Speaker of National Assembly
- In office March 2006 – January 2007
- Preceded by: Sheriff Mustapha Dibba
- Succeeded by: Fatoumata Jahumpa Ceesay

Personal details
- Born: 22 April 1936
- Died: 28 April 2007 (aged 71)
- Party: Alliance for Patriotic Reorientation and Construction

= Belinda Bidwell =

Gambian politician (1936–2007)

Belinda Bidwell (22 April 1936 – 28 April 2007) was the first female speaker of the National Assembly of The Gambia. In 2002, Bidwell, who was previously a teacher, was nominated to serve in the National Assembly, and she became deputy speaker. In April 2006, following an attempted coup d'etat in March, Speaker Sheriff Mustapha Dibba was arrested and removed from his position for alleged involvement, and Bidwell became speaker.

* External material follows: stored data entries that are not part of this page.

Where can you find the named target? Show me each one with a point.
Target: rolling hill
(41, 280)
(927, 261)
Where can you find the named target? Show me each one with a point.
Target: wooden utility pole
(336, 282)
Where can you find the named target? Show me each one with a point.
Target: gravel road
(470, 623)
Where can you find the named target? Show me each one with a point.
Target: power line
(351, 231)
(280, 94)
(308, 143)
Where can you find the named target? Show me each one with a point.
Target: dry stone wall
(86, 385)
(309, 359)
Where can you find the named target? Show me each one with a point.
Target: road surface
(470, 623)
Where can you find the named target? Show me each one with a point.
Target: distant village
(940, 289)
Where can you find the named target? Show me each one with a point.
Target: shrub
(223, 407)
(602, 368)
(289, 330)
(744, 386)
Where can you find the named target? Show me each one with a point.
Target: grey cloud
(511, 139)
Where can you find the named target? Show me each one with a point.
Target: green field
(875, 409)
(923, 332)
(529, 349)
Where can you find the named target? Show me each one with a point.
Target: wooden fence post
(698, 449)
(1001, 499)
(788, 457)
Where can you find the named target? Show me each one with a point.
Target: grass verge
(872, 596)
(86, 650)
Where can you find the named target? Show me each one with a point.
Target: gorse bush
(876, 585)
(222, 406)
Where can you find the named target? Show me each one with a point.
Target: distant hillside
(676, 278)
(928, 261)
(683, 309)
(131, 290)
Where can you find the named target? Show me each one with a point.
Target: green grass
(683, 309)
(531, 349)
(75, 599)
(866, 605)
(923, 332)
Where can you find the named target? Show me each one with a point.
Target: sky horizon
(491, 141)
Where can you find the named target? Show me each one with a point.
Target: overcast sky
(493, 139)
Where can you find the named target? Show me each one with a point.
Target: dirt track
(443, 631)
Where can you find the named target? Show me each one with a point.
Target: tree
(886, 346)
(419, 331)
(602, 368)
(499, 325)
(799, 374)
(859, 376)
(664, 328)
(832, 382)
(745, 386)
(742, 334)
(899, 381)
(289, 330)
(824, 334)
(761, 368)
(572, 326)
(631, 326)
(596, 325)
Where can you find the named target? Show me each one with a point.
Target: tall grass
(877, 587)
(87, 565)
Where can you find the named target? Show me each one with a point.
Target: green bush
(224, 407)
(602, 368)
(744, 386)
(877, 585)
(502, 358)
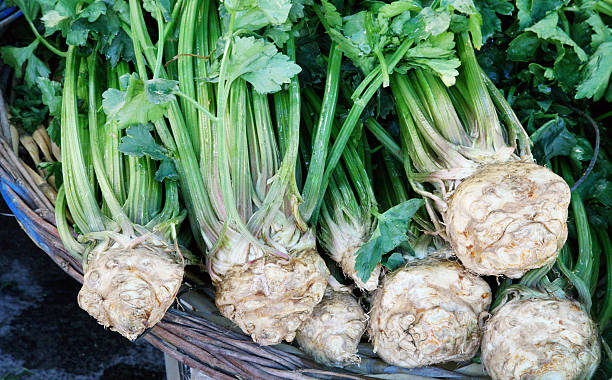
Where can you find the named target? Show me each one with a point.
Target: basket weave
(192, 331)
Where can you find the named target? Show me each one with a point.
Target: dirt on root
(43, 332)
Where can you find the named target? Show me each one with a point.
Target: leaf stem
(42, 39)
(197, 105)
(311, 191)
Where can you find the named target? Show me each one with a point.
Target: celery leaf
(140, 103)
(261, 64)
(389, 234)
(138, 142)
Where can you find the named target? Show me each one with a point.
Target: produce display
(557, 340)
(429, 313)
(333, 330)
(425, 180)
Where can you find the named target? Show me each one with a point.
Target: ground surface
(43, 332)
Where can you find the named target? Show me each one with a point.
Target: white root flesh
(129, 289)
(508, 218)
(332, 332)
(540, 339)
(269, 296)
(428, 313)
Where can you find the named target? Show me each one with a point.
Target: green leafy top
(564, 43)
(390, 233)
(367, 36)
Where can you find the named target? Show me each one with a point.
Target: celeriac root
(428, 313)
(540, 338)
(332, 332)
(270, 297)
(508, 218)
(129, 289)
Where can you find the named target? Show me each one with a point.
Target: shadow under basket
(192, 331)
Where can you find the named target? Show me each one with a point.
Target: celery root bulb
(269, 296)
(332, 332)
(508, 218)
(540, 338)
(428, 313)
(129, 289)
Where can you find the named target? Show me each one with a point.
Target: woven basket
(192, 331)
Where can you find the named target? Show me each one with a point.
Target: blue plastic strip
(4, 23)
(6, 11)
(26, 223)
(23, 194)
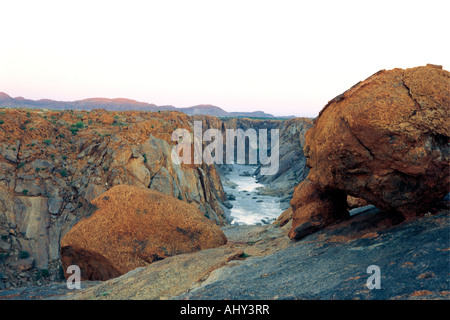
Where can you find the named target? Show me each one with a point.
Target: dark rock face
(133, 227)
(385, 140)
(332, 264)
(292, 162)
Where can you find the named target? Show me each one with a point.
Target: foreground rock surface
(260, 262)
(132, 227)
(385, 140)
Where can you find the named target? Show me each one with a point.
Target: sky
(282, 57)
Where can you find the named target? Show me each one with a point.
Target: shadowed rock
(133, 227)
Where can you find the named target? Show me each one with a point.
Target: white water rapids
(249, 208)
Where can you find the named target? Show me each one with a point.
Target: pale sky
(281, 57)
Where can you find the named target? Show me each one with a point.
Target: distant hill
(121, 104)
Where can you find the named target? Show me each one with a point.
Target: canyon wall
(53, 163)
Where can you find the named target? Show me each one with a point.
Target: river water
(249, 208)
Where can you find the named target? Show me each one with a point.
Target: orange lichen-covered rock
(385, 140)
(314, 209)
(132, 227)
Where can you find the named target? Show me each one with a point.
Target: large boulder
(132, 227)
(385, 140)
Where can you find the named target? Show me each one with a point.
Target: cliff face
(52, 164)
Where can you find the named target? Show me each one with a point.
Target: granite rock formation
(385, 140)
(132, 227)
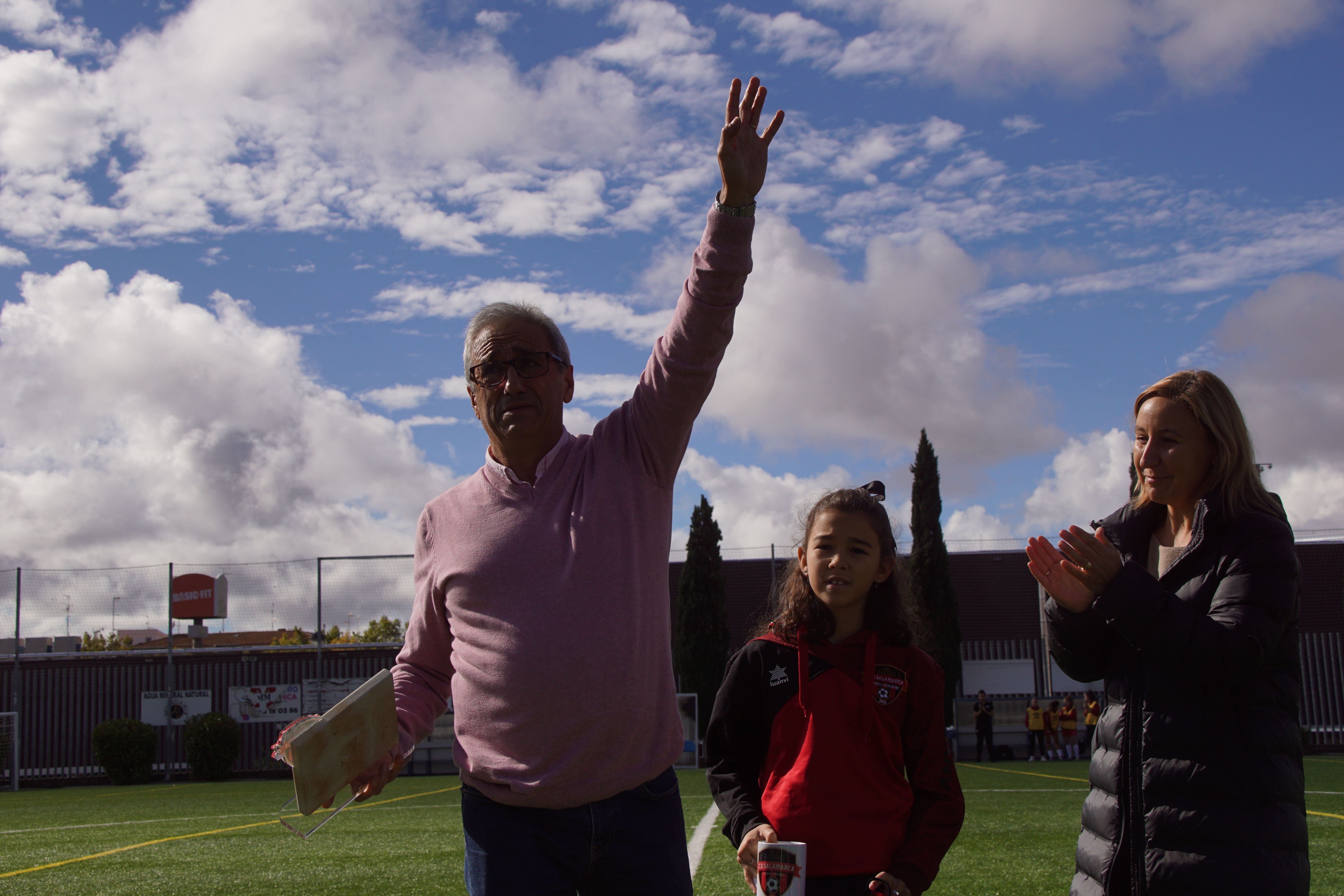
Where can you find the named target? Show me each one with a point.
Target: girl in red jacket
(829, 729)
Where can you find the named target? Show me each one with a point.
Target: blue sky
(997, 221)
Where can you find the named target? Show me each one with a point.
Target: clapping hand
(1079, 570)
(743, 151)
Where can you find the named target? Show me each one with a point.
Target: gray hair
(498, 314)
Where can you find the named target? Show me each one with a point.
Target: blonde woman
(1186, 602)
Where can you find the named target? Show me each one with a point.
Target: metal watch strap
(736, 211)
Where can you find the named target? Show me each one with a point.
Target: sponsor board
(158, 710)
(265, 703)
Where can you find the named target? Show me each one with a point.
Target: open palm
(743, 151)
(1048, 565)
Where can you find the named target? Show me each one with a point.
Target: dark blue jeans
(631, 844)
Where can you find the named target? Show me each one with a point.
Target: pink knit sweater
(544, 610)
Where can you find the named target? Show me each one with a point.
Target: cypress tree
(701, 640)
(931, 575)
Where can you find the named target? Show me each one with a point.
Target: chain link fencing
(358, 600)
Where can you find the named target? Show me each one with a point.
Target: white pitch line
(700, 838)
(1023, 790)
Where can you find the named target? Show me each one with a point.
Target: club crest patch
(778, 868)
(890, 682)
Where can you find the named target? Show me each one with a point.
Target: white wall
(998, 676)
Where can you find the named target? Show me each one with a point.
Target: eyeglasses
(529, 366)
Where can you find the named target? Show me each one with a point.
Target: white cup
(782, 868)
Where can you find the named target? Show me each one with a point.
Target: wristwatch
(734, 211)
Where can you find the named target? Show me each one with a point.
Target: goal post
(10, 747)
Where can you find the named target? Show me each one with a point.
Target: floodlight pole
(18, 605)
(319, 639)
(170, 739)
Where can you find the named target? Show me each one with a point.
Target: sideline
(1023, 790)
(700, 838)
(134, 793)
(205, 834)
(236, 815)
(1014, 772)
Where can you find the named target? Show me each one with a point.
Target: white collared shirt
(541, 468)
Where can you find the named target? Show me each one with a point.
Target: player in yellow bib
(1036, 723)
(1069, 729)
(1092, 715)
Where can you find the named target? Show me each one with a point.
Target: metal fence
(52, 610)
(64, 696)
(1323, 687)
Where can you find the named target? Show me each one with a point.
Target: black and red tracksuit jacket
(850, 758)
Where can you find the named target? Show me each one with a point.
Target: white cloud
(1312, 495)
(604, 389)
(38, 23)
(823, 361)
(1019, 125)
(397, 398)
(998, 45)
(581, 311)
(185, 435)
(940, 134)
(495, 21)
(322, 115)
(579, 421)
(974, 524)
(1279, 351)
(790, 34)
(452, 388)
(752, 507)
(13, 257)
(1087, 481)
(661, 43)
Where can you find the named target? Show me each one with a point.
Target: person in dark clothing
(1186, 602)
(829, 727)
(984, 714)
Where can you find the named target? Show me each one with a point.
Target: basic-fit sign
(200, 597)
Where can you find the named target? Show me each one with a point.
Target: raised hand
(1049, 567)
(743, 151)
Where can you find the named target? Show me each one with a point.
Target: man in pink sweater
(542, 593)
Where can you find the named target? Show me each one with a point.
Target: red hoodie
(850, 758)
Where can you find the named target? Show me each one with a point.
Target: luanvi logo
(778, 868)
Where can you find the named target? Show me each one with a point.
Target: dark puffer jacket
(1197, 778)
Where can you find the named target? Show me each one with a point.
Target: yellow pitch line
(205, 834)
(122, 850)
(1011, 772)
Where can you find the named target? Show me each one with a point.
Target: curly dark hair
(889, 610)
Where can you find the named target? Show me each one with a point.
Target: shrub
(213, 743)
(126, 750)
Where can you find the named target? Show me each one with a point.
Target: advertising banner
(158, 710)
(200, 597)
(265, 703)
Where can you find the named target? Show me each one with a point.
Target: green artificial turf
(1022, 821)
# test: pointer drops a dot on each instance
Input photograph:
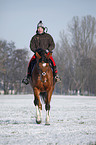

Bidwell died of a heart attack in April 2007.

==Early life==
Bidwell was the second daughter of Gabriel Julian Faal and Matilda Ann Faal, born on 22 April 1936. She had her primary education at Saint Joseph Convent, collegiate education at Gambia College and graduation at the University of Oxford in the UK. After completing education, she served as a teacher at St. Joseph Convent, St. Augustine Junior Secondary School and Gambia College. She had various degrees in Mathematics and environment protection from University of Chicago, US, University of Reading in the UK and at other universities in Australia, the Soviet Union and Germany. She was married to James Ndow and the pair had three sons and two daughters.

==Political life==
Bidwell was nominated to serve in the National Assembly in 2002 by Alliance for Patriotic Reorientation and Construction, and she went on to become the deputy speaker. In April 2006, following an attempted coup d'etat in March, Speaker Sheriff Mustapha Dibba was arrested and removed from his position for alleged involvement, and Bidwell became speaker. Fatoumatta Jahumpa Ceesay replaced Bidwell as speaker in February 2007, Bidwell died of a heart attack in April 2007.